When the SEC decides to formally investigate a firm, it issues an Accounting and Auditing Enforcement Release (AAER), which the authors use to identify fraud. Although the rate of detected fraud is generally low—approximately 1% a year, on average, over the sample period—the authors suggest that the actual rate of fraud (including undetected cases) may be substantially higher than the observed rate.
They present three key findings of particular relevance to investors. First, firms committing fraud tend to broadly underdisclose details that explain their performance. Second, fraudulent firms grandstand or overemphasize a topic that touts their revenue growth. Third, fraudulent managers are less likely to be self-referential in MD&A reporting when attributing performance in order to insulate themselves from any potential fallout from the fraudulent activity.
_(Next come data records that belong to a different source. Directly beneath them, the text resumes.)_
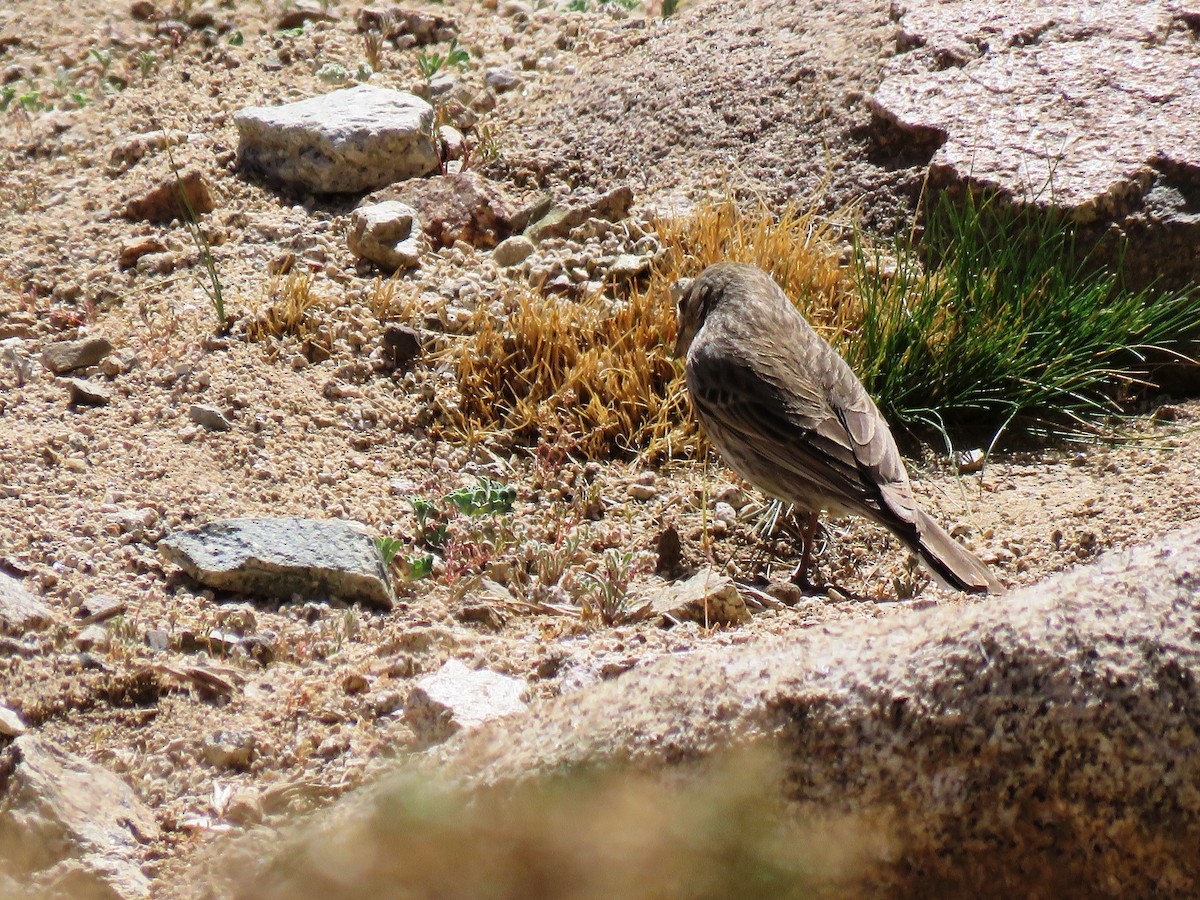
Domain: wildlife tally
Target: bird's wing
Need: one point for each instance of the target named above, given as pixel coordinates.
(784, 420)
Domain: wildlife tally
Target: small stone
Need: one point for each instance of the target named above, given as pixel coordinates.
(513, 251)
(69, 355)
(93, 637)
(11, 725)
(456, 697)
(642, 492)
(706, 598)
(99, 607)
(401, 346)
(209, 418)
(82, 393)
(231, 749)
(163, 201)
(971, 461)
(132, 252)
(19, 610)
(384, 234)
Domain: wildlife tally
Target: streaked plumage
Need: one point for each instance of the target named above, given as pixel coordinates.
(787, 414)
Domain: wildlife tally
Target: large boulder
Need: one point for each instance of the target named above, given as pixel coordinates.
(342, 142)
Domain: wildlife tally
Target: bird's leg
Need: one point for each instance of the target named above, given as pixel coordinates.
(801, 574)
The authors also find that fraudulent firms underdisclose issues related to firm liquidity, that incidents of fraud are more likely after periods of poor market liquidity, and that managers involved in expense fraud tend to overdiscuss R&D-related expenses. They find no link between the use of more complex disclosure text and an uptick in fraudulent reporting activity.
How Did the Authors Conduct This Research?
The sample period runs from 1997 (the first full year of electronic 10-K filings) to 2010. The authors’ primary data sources are Compustat, text in the MD&A section of firms’ annual 10-Ks (extracted using software from meta Heuristica LLC), and AAER data from the Center for Financial Reporting and Management. The authors include all companies in the CRSP database with positive sales, with at least $1 million in assets, and with non-missing operating income. After excluding financial firms that have unique disclosures, the result is a sample of more than 68,000 observations. The authors use standard controls for such variables as firm size, age, and industry.
To conduct their research, the authors use latent Dirichlet allocation (Journal of Machine Learning Research2003), or LDA. LDA is based on the idea that documents can be represented by a set of topics. It uses computational linguistics, which allows groups of observations to be categorized. The authors use LDA to identify how verbal topics of firms involved in AAERs compare with those of peers not involved in AAERs.
In using LDA, the authors rely on two approaches: The first is a list of the most frequent key phrases associated with each topic, and the second is a representative nonfraudulent paragraph that can be used to determine whether fraudulent firms are underreporting on a particular topic. The benefits of these two approaches are that the calculations require few inputs, are fully automated and replicable, and cannot be influenced by researcher prejudice. Other methods would involve more arbitrary choices by researchers.
Abstractor’s Viewpoint
Fraudulent activity is the fear of all investment managers, analysts, and regulators. Findings that can assist in the detection of companies that may be more likely to engage in suspicious activity are a welcome addition to the literature. Although the incidence of fraudulent activity after identifying these common traits will remain relatively low, knowing what to look for gives practitioners and regulators a heightened awareness when reviewing corporate financial results.
In their conclusion, the authors highlight a 2% difference in the incidence of fraud between the lowest-decile and the highest-decile groupings (0.4% versus 2.4%). Although this difference is statistically significant, it is probably not enough to be of any practical benefit to most investors. When combined with prior research, however, their findings become more effective. The inclusion of the authors’ fraud score yields an average improvement of 25% in the success rate and can increase the overall likelihood of identification approximately fivefold relative to the broader universe. It would be interesting to see them expand their approach beyond MD&A to other types of disclosure to further improve accuracy.
Combining this work with other authors’ findings increases its relevancy, making it more useful to regulators and investors in identifying potential red flags. This approach, however, is still likely to produce a frustratingly high percentage of false positives for many users of the data.